We don’t really think about or look at the itsy bitsy details in life. Yet, only with little strokes and details are we able to paint the picture, the final masterpiece. That’s what this story is about. The littlest things that ultimately drove someone to suicide; this someone being Miss Hannah Baker. And how this story is illustrated? Through the appearance of thirteen mysterious tapes stashed in a box with no return label. In the perspective of Clay Jensen, we listen and hear Hannah’s thoughts through the tapes, what goes on through her mind as she begins and finishes her journey to death. Thirteen tapes for the thirteen reasons or the thirteen individuals who lie responsible for Hannah’s death. And each of those thirteen must receive the tapes because they are in someway responsible.

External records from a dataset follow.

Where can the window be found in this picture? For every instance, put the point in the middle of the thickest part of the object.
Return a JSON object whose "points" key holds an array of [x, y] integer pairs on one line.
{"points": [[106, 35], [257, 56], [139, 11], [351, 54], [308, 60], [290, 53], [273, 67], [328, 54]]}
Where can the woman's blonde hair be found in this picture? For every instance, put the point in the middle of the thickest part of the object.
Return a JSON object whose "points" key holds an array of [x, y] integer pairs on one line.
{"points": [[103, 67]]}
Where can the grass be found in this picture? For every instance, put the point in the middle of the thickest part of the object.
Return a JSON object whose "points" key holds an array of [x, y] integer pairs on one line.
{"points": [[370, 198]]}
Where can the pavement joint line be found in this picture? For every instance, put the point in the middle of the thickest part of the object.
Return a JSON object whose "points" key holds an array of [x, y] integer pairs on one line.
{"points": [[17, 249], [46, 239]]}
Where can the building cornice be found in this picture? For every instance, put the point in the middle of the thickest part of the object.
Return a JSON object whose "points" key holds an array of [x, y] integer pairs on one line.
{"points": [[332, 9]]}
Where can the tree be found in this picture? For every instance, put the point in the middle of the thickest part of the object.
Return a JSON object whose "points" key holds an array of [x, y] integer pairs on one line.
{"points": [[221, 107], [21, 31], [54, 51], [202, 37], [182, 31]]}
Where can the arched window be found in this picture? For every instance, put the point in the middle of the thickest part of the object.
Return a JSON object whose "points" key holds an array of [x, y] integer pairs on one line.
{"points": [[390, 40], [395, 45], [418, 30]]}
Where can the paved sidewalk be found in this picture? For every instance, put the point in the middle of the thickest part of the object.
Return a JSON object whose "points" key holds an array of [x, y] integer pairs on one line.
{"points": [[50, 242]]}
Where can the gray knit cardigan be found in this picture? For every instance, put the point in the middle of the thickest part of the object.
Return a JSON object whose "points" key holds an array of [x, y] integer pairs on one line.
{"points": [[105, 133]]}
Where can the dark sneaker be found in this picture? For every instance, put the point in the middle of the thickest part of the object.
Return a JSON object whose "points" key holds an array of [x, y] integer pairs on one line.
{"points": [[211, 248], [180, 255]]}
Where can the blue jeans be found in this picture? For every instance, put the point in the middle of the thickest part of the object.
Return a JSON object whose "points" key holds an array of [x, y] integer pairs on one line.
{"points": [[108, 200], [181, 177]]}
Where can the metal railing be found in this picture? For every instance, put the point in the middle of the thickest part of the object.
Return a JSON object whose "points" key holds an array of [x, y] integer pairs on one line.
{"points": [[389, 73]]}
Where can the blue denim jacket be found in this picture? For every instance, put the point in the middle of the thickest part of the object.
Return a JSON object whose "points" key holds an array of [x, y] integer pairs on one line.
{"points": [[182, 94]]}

From start to finish: suspenseful, mesmerizing, addictive. Rather than using one person’s voice and thoughts to tell the story, Jay Asher uses an ultimately different style of writing, highlighting various perspectives and thoughts. Through Hannah’s voice in the tapes, we feel as if we’re there with Clay, listening and waiting for what happens next. We forget that she isn’t alive, though she is. We wait for the next person to be revealed, anticipating for her speech about Clay and how he is tied in with Hannah’s story. And in between her story, we hear Clay’s thoughts, his grief, his cry. And in the end, we know why she chose to die, and we mourn with Clay. We and Clay, we are one person.

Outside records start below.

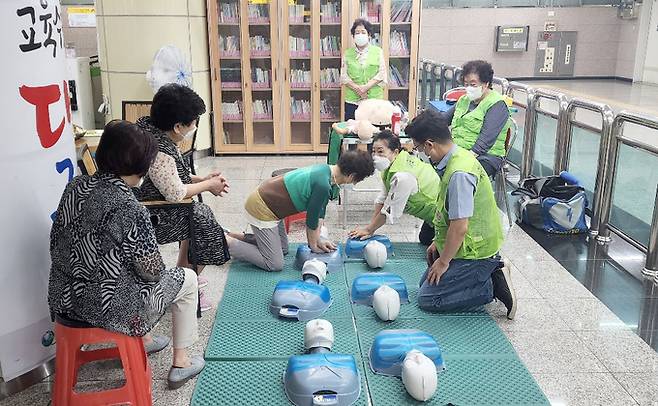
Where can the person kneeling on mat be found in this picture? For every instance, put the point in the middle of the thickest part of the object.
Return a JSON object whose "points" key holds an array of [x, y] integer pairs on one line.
{"points": [[410, 186], [306, 189], [465, 269]]}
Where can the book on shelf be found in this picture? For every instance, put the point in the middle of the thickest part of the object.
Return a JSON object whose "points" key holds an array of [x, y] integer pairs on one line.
{"points": [[330, 46], [300, 78], [260, 78], [259, 45], [297, 14], [262, 109], [259, 13], [299, 46], [371, 10], [330, 12], [330, 78], [398, 76], [300, 108], [399, 44], [229, 45], [327, 110], [401, 12], [232, 110], [228, 13]]}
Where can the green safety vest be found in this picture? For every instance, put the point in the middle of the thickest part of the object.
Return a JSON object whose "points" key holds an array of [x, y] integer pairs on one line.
{"points": [[466, 125], [421, 204], [484, 236], [361, 74]]}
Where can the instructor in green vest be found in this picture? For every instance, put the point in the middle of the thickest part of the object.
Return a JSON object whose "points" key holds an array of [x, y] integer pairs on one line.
{"points": [[465, 270], [480, 119], [411, 186], [363, 68]]}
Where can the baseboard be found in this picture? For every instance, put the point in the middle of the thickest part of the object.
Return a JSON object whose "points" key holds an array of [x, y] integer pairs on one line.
{"points": [[522, 78]]}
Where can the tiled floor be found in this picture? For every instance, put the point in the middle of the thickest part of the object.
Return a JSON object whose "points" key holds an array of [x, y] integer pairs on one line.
{"points": [[579, 352]]}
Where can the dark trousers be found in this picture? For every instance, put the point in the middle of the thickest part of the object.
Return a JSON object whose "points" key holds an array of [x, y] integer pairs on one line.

Jay Asher’s novel not only draws us into the story, but pulls us into reality altogether. Hannah’s story teaches a memorable lesson, that every little thing, every little detail matters. You never know if your words are going to cheer someone up and make someone’s day or if they will strike someone in the gut, shattering their already broken heart. This novel makes you think twice about your words and how it could affect another person.
Although some may not like this style of writing or may not like suspense or mystery type novels, I would still recommend this book at least to those who do enjoy these types of stories or anyone open to book recommendations or want to step out of their comfort zone. This novel really opened my eyes to reality and allowed me to feel and experience how the little things in life changed one person’s life; how someone faced the thought of suicide and gave in because there was no one around to help. If we actively spread this message, spread this novel for others to read, we could change millions of lives. This novel could truly change the world.